Zurück in die Bucht, die schläft immer noch. Die Sonne klettert beständig über die Ziegeldächer und hinab an den schönen Steinfassaden. Schwer zu datieren, das alles. Teilweise gehen die Häuser sicher zurück bis in die Renaissance. Ein Dorf aus Steinquadern gebaut. In Lopud gibt es keine Autos, nur eine Hauptpromenade, und zwischen den alten Häusern steile Treppen und Wege, die den Hügel hinaufführen. Einen davon nehmen wir, weil der bringt uns in Terrassengärten, die tatsächlich aus der Renaissance stammen.

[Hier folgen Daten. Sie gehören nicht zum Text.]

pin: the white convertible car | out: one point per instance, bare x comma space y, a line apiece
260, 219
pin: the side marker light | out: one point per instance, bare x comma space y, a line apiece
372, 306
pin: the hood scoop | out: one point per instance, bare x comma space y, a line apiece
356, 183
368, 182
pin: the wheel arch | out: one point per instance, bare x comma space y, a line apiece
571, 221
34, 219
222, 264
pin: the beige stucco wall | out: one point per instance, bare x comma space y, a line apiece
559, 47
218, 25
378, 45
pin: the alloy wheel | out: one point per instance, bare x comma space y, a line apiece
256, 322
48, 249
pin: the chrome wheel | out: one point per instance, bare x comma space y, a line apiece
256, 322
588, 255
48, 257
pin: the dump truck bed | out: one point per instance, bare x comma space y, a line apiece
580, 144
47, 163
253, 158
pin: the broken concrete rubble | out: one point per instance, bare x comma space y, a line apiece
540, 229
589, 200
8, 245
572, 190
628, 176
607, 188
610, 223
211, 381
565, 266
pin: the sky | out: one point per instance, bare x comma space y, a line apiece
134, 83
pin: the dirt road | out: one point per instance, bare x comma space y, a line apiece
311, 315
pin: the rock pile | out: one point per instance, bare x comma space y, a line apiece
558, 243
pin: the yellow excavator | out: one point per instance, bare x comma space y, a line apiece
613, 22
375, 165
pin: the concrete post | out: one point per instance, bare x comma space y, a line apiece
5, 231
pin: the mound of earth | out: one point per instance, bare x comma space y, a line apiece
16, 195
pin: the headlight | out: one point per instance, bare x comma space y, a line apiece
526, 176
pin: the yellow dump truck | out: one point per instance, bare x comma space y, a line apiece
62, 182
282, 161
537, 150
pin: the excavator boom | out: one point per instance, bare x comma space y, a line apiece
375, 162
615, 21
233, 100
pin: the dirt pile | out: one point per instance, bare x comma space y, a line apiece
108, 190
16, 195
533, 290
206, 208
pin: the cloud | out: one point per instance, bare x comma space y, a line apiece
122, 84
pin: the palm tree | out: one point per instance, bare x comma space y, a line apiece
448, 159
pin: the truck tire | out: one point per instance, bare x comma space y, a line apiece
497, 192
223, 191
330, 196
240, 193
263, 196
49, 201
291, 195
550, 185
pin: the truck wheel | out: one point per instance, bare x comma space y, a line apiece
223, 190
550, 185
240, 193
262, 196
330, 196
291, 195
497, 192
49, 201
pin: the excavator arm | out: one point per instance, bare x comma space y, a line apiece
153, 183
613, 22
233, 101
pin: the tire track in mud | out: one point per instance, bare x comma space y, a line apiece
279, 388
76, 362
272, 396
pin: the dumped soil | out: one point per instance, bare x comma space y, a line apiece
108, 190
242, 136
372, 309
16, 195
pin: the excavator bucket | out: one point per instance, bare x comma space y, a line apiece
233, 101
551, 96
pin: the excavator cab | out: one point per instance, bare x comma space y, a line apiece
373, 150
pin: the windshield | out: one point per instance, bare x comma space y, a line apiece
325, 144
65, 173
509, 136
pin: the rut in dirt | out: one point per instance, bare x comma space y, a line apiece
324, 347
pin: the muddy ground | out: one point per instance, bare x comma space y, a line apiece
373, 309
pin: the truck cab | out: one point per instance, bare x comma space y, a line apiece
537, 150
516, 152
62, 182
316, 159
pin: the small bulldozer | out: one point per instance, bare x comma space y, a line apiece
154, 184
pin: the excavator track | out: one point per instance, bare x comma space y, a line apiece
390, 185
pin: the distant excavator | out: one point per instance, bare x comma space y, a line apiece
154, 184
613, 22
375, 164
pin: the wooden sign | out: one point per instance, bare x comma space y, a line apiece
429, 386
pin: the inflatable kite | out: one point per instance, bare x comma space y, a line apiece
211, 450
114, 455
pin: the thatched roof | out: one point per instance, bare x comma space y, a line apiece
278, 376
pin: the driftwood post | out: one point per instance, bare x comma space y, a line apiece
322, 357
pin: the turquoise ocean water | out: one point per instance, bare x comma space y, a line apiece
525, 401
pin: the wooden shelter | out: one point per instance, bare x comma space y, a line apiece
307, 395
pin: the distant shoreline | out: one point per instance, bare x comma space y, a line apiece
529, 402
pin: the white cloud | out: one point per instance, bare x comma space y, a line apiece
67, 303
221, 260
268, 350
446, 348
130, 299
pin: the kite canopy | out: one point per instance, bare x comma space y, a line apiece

In der Nacht hat es hier betörend geduftet, jetzt sehen wir, wonach: Mandarinen- und Orangenbäume, dicht an dicht. In Blüte und in Frucht. Wir wandeln durch eine Art mediterranes Schlaraffenland. Der römische Adel soll sich seinerzeit hier vergnügt haben, vielleicht haben die damals schon Tomaten und Rucola zwischen den Bäumen gezogen, wer weiß?

 

Der ehemalige Prachtgarten einer Villa aus dem 19. Jahrhundert ein Stück weiter ist jetzt jedenfalls ein öffentlicher Park. Palmen und Bambus und seltenes exotisches Pflanzenzeug wächst hier, ein versunkener Ort der Kühle und der Kontemplation, wenn die Sommerhitze draußen am Strand zuschlägt wie mit dampfenden Fetzen.

 

Die schönsten und höchsten Palmen stehen allerdings noch ein Stückchen weiter in Reih und Glied: Sie bilden eine pompöse Allee und leiten uns im rechten Winkel vom Strand weg zu einer Ruine aus einer ganz anderen Zeit. Unter den Turnschuhen knirschen Glasscherben, ein Gitterzaun ist auch nur noch der Rest seiner Selbst, wir können also eindringen und über Schutthäufen steigen. Vor uns ragt ein verlassenes, riesiges Gebäude in den blauen Morgenhimmel. Wie ein Ozeandampfer wirkt es, wie ein stilles Betonschiff mit Relings und Decks, auf verschiedenen Ebenen horizontal geschichtet.

 

Das Grandhotel aus den 30er Jahren ist sich selbst überlassen und verfällt seit vielen Jahre, doch die herrlichen Linien dieser Architektur atmen den Geist der klassischen Moderne nach wie vor. Dieses Hotel muss seinerzeit eine überaus mondäne Angelegenheit gewesen sein. In den weiten Sälen, hinter langgezogenen Fensterbändern schwingt der Nachhall von Calypso, Swing, Charleston.

 

Der Namenszug „Grandhotel“ ist in eleganten Lettern ganz oben aus dem Beton ausgespart, die Sonne scheint gerade durch. Wer hat eine solche Ausnahmearchitektur ausgerechnet auf diese kleine Insel gesetzt? Der Tourismus, erzählt Boris während wir zur Pension und zur hoffentlich schon in Betrieb genommenen Espressomaschine zurückschlendern, setzte auf Lopud um 1900 ein. Das Hotel wurde von einem serbischen Architekten mit Namen Nikola Dobrovic gebaut. 1934 bis 1936. Jugoslawien war damals noch Königreich. Wenig später kam der Krieg, dann, 1945, Titos Föderative Volksrepublik.

 

Unsere Zimmerwirtin serviert uns zum schaumigen Milchkaffee überraschender weise auch die Geschichte des Hotels: Ihre Großmutter hatte es gemeinsam mit deren Söhnen in Auftrag gegeben. Modern sollte es sein, und der Zeit entsprechend. Doch nur wenig später wurde mit allem anderen auch das große Hotel in das Volksvermögen eingebracht, die Familie enteignet, und das internationale Publikum wich dem Parteibonzentum. Sie hat noch die alten Prospekte. Auf Deutsch, auf Polnisch, auf Französisch.

 

Wir sitzen auf Plastiksesseln, trinken Kaffee, schauen den Möwen und den ersten Touristen zu, die Sonnenbrillen hervornesteln und Frühstück bestellen. Die Welt ist uralt und jung zugleich, und während die anderen noch geschlafen haben waren wir heute schon überall.